Microsoft’s push with Copilot and Copilot+ PCs exemplifies this trend. Windows 11 features numerous entry points for Copilot, offering AI assistance for tasks ranging from summarizing documents and drafting emails to generating images and adjusting system settings. The new Copilot+ PC specification mandates the inclusion of a Neural Processing Unit (NPU) – specialized silicon designed to accelerate AI computations efficiently. This signifies a fundamental shift where AI processing is becoming a core function of the personal computer, handled locally rather than solely relying on remote servers.

This modern approach assumes, and leverages, abundant resources. Copilot+ PCs require a minimum of 16GB of RAM and fast solid-state storage, specifications vastly exceeding the humble 128MB of the Windows 98 machine. The AI models employed, while optimized for client-side execution, are far more complex and capable than the miniature Llama version used in the experiment. They benefit from decades of algorithmic refinement, massive training datasets, and hardware specifically architected for their needs.

The contrast illuminates several points:

  1. Software Optimization vs. Bloat: The Exo Labs experiment is a testament to extreme optimization, forcing modern algorithms into a highly constrained environment. It implicitly critiques the tendency for modern software to assume ever-increasing hardware resources, sometimes leading to inefficiency or ‘bloat.’
  2. Evolution of Hardware: The sheer difference in computational power and memory between a typical 1998 PC and a 2024 Copilot+ PC is staggering, representing multiple generations of Moore’s Law and architectural innovation.
  3. Accessibility of Data: The training of modern LLMs relies on internet-scale datasets that were unimaginable in the Windows 98 era. The digital universe was simply too small and disconnected then.
  4. Algorithmic Breakthroughs: The development of architectures like the Transformer model in 2017 was a pivotal moment, enabling the scaling and performance seen in today’s generative AI. Earlier AI approaches had fundamental limitations.

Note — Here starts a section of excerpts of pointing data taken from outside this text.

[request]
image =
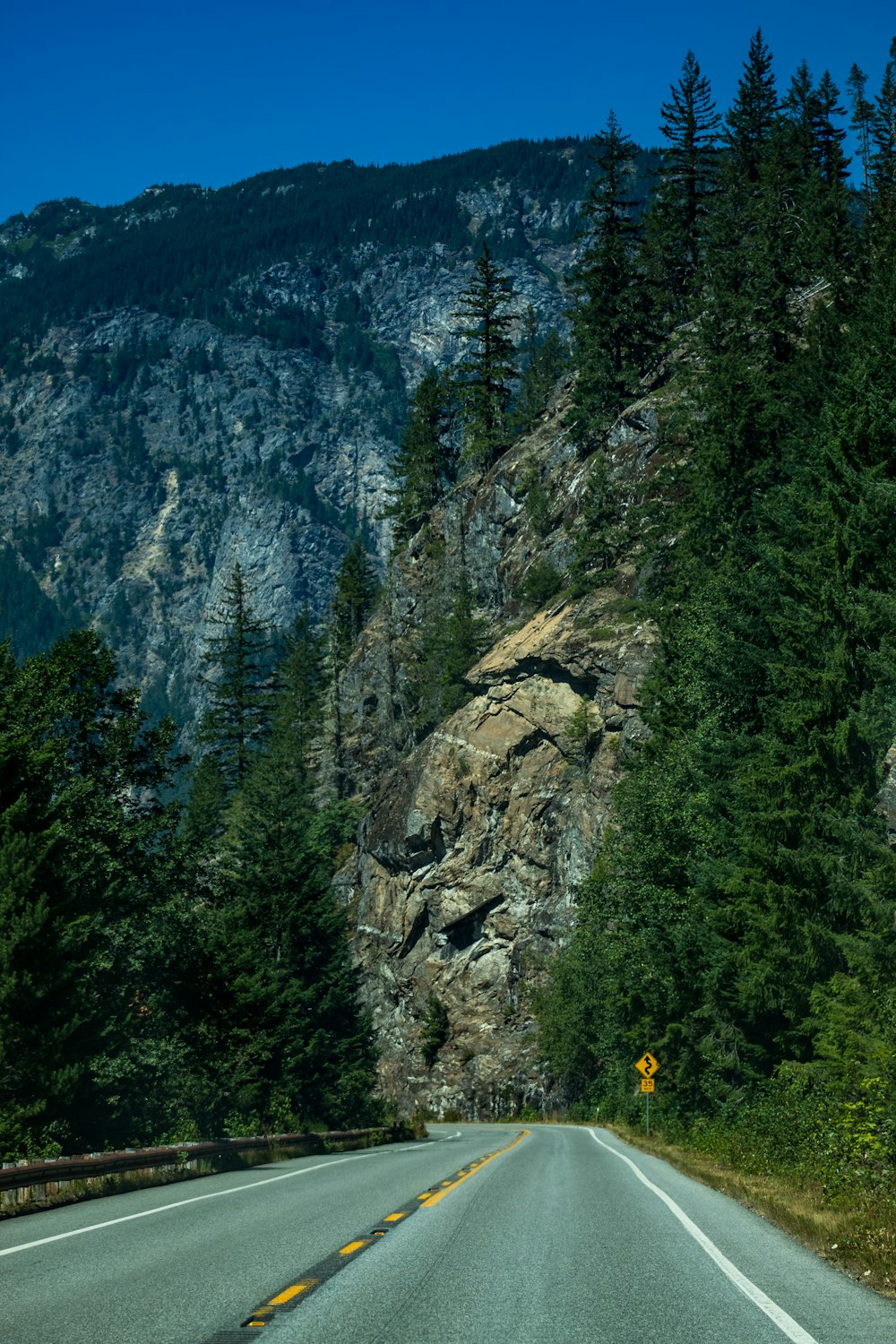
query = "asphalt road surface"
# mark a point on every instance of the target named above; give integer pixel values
(482, 1236)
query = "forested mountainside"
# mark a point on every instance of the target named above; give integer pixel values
(207, 376)
(594, 731)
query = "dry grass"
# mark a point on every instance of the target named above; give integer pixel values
(856, 1234)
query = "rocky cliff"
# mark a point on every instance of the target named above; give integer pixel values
(206, 376)
(463, 878)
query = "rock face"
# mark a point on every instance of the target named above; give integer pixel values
(144, 449)
(468, 862)
(471, 855)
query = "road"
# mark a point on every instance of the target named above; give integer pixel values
(482, 1236)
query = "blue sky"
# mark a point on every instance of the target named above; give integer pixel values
(101, 99)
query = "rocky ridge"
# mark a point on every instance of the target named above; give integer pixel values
(463, 878)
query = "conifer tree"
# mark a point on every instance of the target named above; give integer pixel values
(610, 320)
(675, 228)
(489, 367)
(354, 597)
(863, 113)
(543, 365)
(295, 1047)
(238, 674)
(425, 461)
(883, 158)
(751, 118)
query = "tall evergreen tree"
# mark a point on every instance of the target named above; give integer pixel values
(610, 320)
(295, 1047)
(675, 228)
(863, 113)
(489, 368)
(543, 362)
(237, 664)
(354, 596)
(751, 118)
(883, 159)
(425, 461)
(89, 1034)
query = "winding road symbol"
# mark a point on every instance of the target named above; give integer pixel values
(648, 1064)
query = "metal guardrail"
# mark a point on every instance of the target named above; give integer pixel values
(15, 1175)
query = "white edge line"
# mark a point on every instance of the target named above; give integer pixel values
(194, 1199)
(786, 1324)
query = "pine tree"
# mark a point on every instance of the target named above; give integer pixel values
(489, 367)
(675, 228)
(238, 675)
(295, 1046)
(425, 462)
(610, 319)
(883, 158)
(543, 365)
(751, 118)
(354, 597)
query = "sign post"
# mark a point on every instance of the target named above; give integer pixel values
(648, 1066)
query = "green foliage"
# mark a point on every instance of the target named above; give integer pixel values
(582, 731)
(610, 319)
(739, 916)
(544, 362)
(540, 583)
(354, 597)
(27, 617)
(676, 220)
(489, 370)
(88, 935)
(426, 461)
(599, 534)
(238, 674)
(447, 647)
(536, 499)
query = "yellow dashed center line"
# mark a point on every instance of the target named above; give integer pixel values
(288, 1295)
(263, 1314)
(449, 1185)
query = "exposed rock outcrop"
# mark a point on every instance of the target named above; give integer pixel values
(470, 857)
(468, 862)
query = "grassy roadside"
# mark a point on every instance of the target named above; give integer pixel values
(857, 1233)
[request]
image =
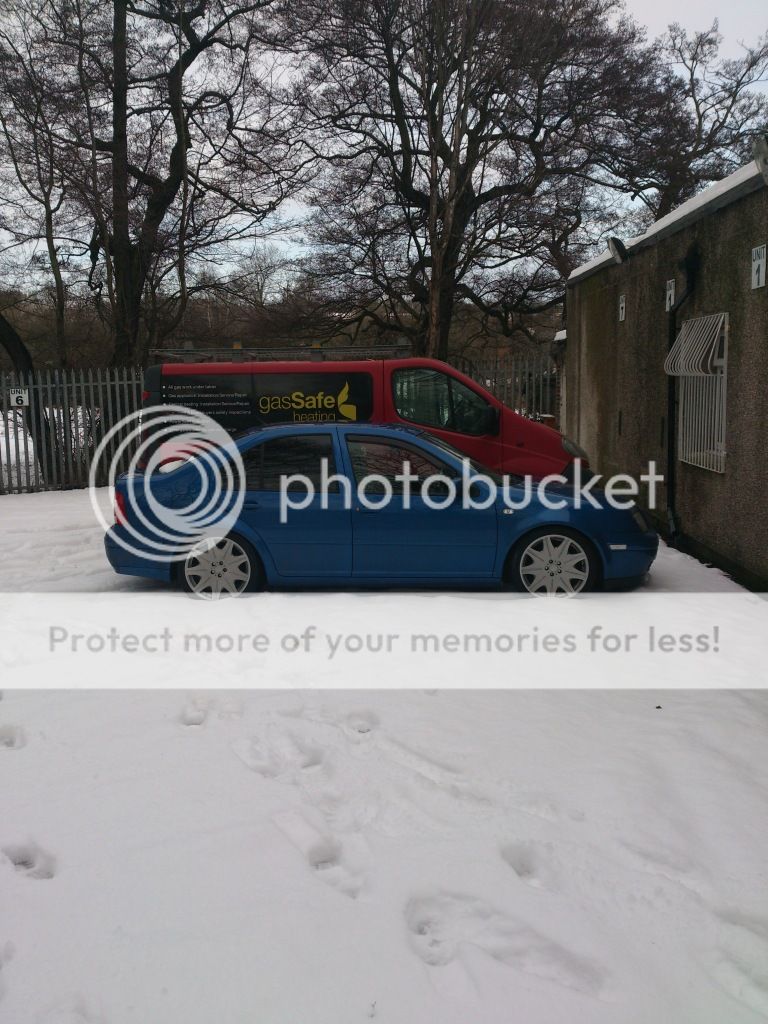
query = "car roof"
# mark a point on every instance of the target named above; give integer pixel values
(303, 428)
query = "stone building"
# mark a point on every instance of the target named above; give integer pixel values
(667, 359)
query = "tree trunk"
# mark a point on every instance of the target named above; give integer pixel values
(17, 351)
(125, 323)
(60, 303)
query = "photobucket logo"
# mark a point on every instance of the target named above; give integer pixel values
(160, 522)
(470, 488)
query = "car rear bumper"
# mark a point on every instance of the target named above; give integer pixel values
(629, 559)
(127, 562)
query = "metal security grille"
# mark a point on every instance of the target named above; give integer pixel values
(51, 423)
(699, 358)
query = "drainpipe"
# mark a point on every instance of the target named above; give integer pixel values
(689, 264)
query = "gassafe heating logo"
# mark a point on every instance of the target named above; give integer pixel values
(144, 443)
(315, 407)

While Andreessen dreams of talking computers 30 years ago, the reality is that the confluence of hardware power, data availability, and algorithmic innovation required for today’s AI experience only occurred much more recently.

What Does It All Mean? Reflections Beyond Nostalgia

Is the successful deployment of a Llama model on Windows 98 merely a clever hack, a nostalgic stunt for tech enthusiasts? Or does it hold deeper significance? It arguably serves several purposes:

  • Demonstrating Extreme Scalability: It proves that the fundamental principles behind large language models can be adapted to operate under incredibly tight resource constraints. This has potential implications for deploying AI on low-power embedded systems, IoT devices, or older hardware that remains in use in various parts of the world.
  • Highlighting the Power of Constraints: Working within severe limitations often forces innovation and efficiency. The Exo Labs team had to find creative solutions and optimize ruthlessly, skills that are valuable even in resource-rich environments.
  • Challenging Assumptions: It prompts reflection on whether all the computational power and memory used by modern applications are strictly necessary for the value they provide. Could some software be leaner and more efficient?
  • Illustrating the Contingency of Technological Paths: History rarely follows a straight line. The fact that some rudimentary AI might have been possible on older hardware underscores how different choices, research directions, or even chance discoveries could have led us down a different technological path.

This experiment doesn’t rewrite history, nor does it mean that the sophisticated AI experiences of 2024 were somehow achievable in 1998. The gap in enabling technologies – processing power, memory, data, algorithms – remains immense. However, it does provide a fascinating data point, a testament to engineering ingenuity, and a catalyst for contemplating the winding road of technological progress. It reminds us that yesterday’s limitations can sometimes be overcome with today’s knowledge, yielding surprising results and prompting us to reconsider what might be possible, both now and in the future. The ghost in the old machine whispers not just of what was, but perhaps also of untapped potential residing in simplicity and efficiency.